NCT number NCT03647449
Other study ID # STU00206611
Secondary ID
Status Completed
Phase N/A
First received
Last updated
Start date July 10, 2018
Est. completion date December 31, 2019

Study information

Verified date February 2020
Source Northwestern University
Contact n/a
Is FDA regulated No
Health authority
Study type Interventional

Clinical Trial Summary

This study tests the effectiveness of dietary interventions that have the possibility to improve markers of gut health and improve general well-being. This study will allow healthcare professionals to learn how dietary interventions involving fasting can affect health. Food is increasingly recognized as a core component of preventive and ameliorative health care. Juice fasting has quickly become one of the most popular self-prescribed dietary interventions in the United States. A wide variety of juice fasts are available in the popular market; a popular variation is the three-day juice fast. The purpose of this study is to assess the effects of a three-day juice fast on certain markers of age-related disease and bio-markers of longevity. In particular, this study will assess certain epigenetic markers, which measure how the environment (including diet) can change the way that genes are expressed without changing the genes themselves.
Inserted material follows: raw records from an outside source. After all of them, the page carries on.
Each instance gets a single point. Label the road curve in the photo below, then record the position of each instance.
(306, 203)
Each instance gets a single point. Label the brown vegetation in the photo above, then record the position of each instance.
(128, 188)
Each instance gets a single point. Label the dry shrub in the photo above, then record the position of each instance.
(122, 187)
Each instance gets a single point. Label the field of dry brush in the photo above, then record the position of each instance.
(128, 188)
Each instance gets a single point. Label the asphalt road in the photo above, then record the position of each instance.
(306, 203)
The study will also assess the microbiome, and inflammatory and glycemic markers.


Description:

Up to 30 participants will be enrolled in the study and will be randomized into one of the three arms: the "juice fasting" arm, the "juice plus ad hoc" arm, and the "caloric restriction" arm. Participants will come into the lab for an initial visit, during which they will complete questionnaires on their usual diet and demographics and will be informed about their assignment to one of the three arms.

In all three arms, the three-day diet intervention will be preceded and followed by three days of self-conducted elimination diet. The pre-intervention diet will encourage participants to eat a healthy, light diet for three days (basic instructions: eat only fresh raw or cooked fruits and vegetables (preferably organic), whole grains and eggs; drink 8 glasses of water a day; avoid or eliminate alcohol, caffeine, sugar, processed foods, dairy, red meat, and gluten). The post- intervention diet will instruct participants to gradually return to eating solid foods, and limit strenuous exercise (basic instructions: follow a diet similar to the pre-intervention elimination diet; day 1 after the intervention: eat fruits & green vegetables, and drink 8 glasses of water; day 2 add in: nuts, gluten-free grains like whole oats, quinoa, or brown rice; day 3 add in: organic meats, fish, & gluten-containing grains).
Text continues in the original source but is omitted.